Rights from the Catholic perspective


#1

After looking around a little, I cannot find Catholic discourse about what a “right” is, and the topic is coming up a lot in or society.
What are rights based on? Generally I realize that a person has rights to all the “human” things. What are the sources of rights? Why and how are they limited?
Rights to bear a child? Rights to be married? It seems most talk of rights is in relation to the denial of something.

Anyone have a good source from the Catholic perspective?
(not interested in a debate)


#2

Rights are based on natural law, rooted in the dignity of the human person made in the image and likeness of our Father Creator. It was either John Paul or Benedict - I forget which - that compared the Universal Declaration of Human Rights to be the greatest treatise on the subject since the Apostle Paul. We Catholics use other language, but that document is nonetheless a masterpiece that we can all relate to.


#3

“Human rights are rights inherent to all human beings, whatever our nationality, place of residence, sex, national or ethnic origin, color, religion, language, or any other status. We are all equally entitled to our human rights without discrimination. These rights are all interrelated, interdependent and indivisible.”

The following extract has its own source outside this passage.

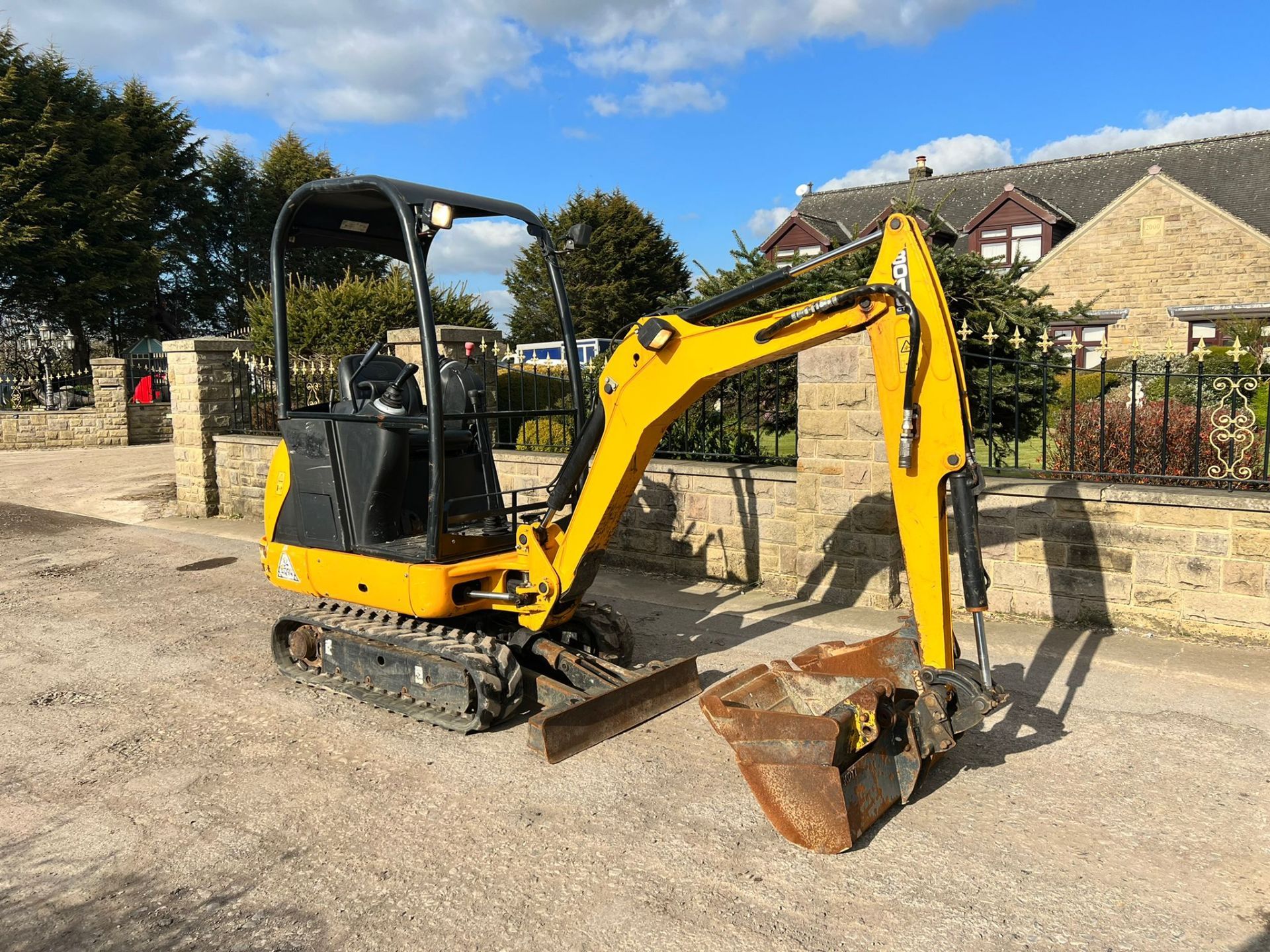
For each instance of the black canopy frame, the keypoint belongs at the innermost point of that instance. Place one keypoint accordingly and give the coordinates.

However, the most important thing about this is while we are entitled our human rights, we should also respect the human rights of others. This is Key and a big reason why there exists such a sweeping debate about marriage.


#4

Very good question! I expressed this thought to some people a week ago. People nowadays say “this is a right” and “that is a right” but when you ask them “What is a right?”, I’m guessing they wouldn’t have a good answer!

I’m interested to know what others have to say.

This article might be helpful which might give you ideas as to what to search for next, or possibly, other sources you might want to consider looking at:

newadvent.org/cathen/13055c.htm

A good start might be studying Aquinas. He’ll discuss the Eternal Law, Natural Law, and Human Law. Although studying the Summa and his works may be intense. So a summary of Aquinas may be helpful. There are books that go over each part or certain parts of his works, if I am not mistaken.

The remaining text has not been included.